Words seldom fail me, as this blog can generally attest. When confronted with difficult situations, with environments and occurrences that muddle in my noodle and seem hard to process, I can usually sit in front of a computer, compile several hundreds of words, and suddenly things make sense. Things fall into place: disparate emotions and confusing pieces coalesce, and I can deal with things again. This is preface to say that I’ve never been so dumbstruck, so wordless to describe my feelings about re-signing for another year in Korea.

One year ago today, I landed in Korea for the first time. I’m not sure if I ever really described how I felt on that day to people, outside of my attempts to seem cool, with it, and capable.

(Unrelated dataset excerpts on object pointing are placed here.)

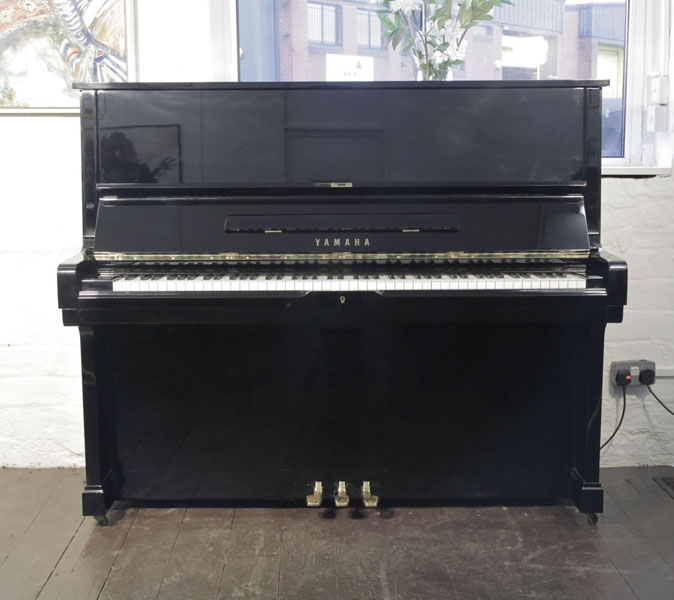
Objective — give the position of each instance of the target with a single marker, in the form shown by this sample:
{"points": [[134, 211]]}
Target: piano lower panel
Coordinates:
{"points": [[426, 411]]}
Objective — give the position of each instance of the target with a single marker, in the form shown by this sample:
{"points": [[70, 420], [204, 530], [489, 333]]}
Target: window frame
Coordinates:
{"points": [[383, 45], [649, 27], [646, 51]]}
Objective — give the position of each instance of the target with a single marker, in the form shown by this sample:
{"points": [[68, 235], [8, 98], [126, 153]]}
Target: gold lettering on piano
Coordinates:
{"points": [[341, 242]]}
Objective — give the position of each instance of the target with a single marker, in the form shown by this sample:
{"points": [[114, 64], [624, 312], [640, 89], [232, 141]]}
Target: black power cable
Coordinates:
{"points": [[622, 416], [660, 401]]}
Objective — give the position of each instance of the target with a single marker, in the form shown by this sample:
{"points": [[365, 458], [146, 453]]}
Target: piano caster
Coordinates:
{"points": [[314, 500], [341, 497], [369, 499]]}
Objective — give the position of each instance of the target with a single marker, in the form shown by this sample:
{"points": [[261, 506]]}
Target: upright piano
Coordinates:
{"points": [[327, 294]]}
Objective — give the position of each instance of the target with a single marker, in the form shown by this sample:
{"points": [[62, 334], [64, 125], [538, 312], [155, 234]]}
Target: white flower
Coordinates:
{"points": [[405, 5]]}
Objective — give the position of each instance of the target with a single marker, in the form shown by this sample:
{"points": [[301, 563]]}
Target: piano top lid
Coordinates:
{"points": [[317, 85]]}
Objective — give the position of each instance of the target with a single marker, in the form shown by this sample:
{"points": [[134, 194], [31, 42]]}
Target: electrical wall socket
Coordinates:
{"points": [[634, 366]]}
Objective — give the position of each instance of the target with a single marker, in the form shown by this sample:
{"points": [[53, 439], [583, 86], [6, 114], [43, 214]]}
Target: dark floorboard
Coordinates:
{"points": [[48, 551]]}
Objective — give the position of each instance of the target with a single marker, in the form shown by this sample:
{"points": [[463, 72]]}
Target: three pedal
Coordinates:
{"points": [[341, 496]]}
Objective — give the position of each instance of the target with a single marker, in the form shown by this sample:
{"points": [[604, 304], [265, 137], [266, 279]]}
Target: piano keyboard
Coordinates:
{"points": [[348, 283]]}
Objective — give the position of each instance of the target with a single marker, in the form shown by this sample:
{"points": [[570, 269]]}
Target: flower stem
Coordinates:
{"points": [[428, 64]]}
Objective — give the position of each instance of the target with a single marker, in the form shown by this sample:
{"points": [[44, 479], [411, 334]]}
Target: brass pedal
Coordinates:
{"points": [[341, 497], [369, 499], [315, 499]]}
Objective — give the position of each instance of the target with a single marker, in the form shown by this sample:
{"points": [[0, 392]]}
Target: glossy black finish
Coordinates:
{"points": [[362, 224], [434, 396]]}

I felt terrified. I felt stupid, and remorseful, and a little sick. It was like I had spent the whole night huffing solvents and slugging back everclear, only to spend the wretched morning teetering on the edge of a cliff, over a pit filled with jagged pikes and tigers and adulthood. That this had been my first Transpacific flight, a relentless 13 hour slog through the airways trapped in brutal wakefulness, did not help. I was alone, despite being surrounded by dozens of Canadians, including one I came to Korea with. I had agreed to this. Was I insane?

When I took my recent Big Trip Home, I got an exact picture of what I was willingly abandoning all over again. The people, the place, the feeling. All the stuff that I’d come to know, over about 2 decades, as life. It seemed absurd that I would be leaving again. I was naïve the first time, leaving Toronto as a man-child, unaware of what I was really discarding. But now I knew. And I was freely, truly deciding to devote another year of my life to Korea, to being abroad?

I know there’s reasons why to come back. I know there’s reasons why I should have stayed home. But I think it would take several thousand mealy-mouthed paragraphs, meandering flights of linguistic fancy, simpering pools of phonetic and morphemic cul-de-sacs to really quantify the why and the how. To put into words what I’m feeling as I’ve agreed to another year.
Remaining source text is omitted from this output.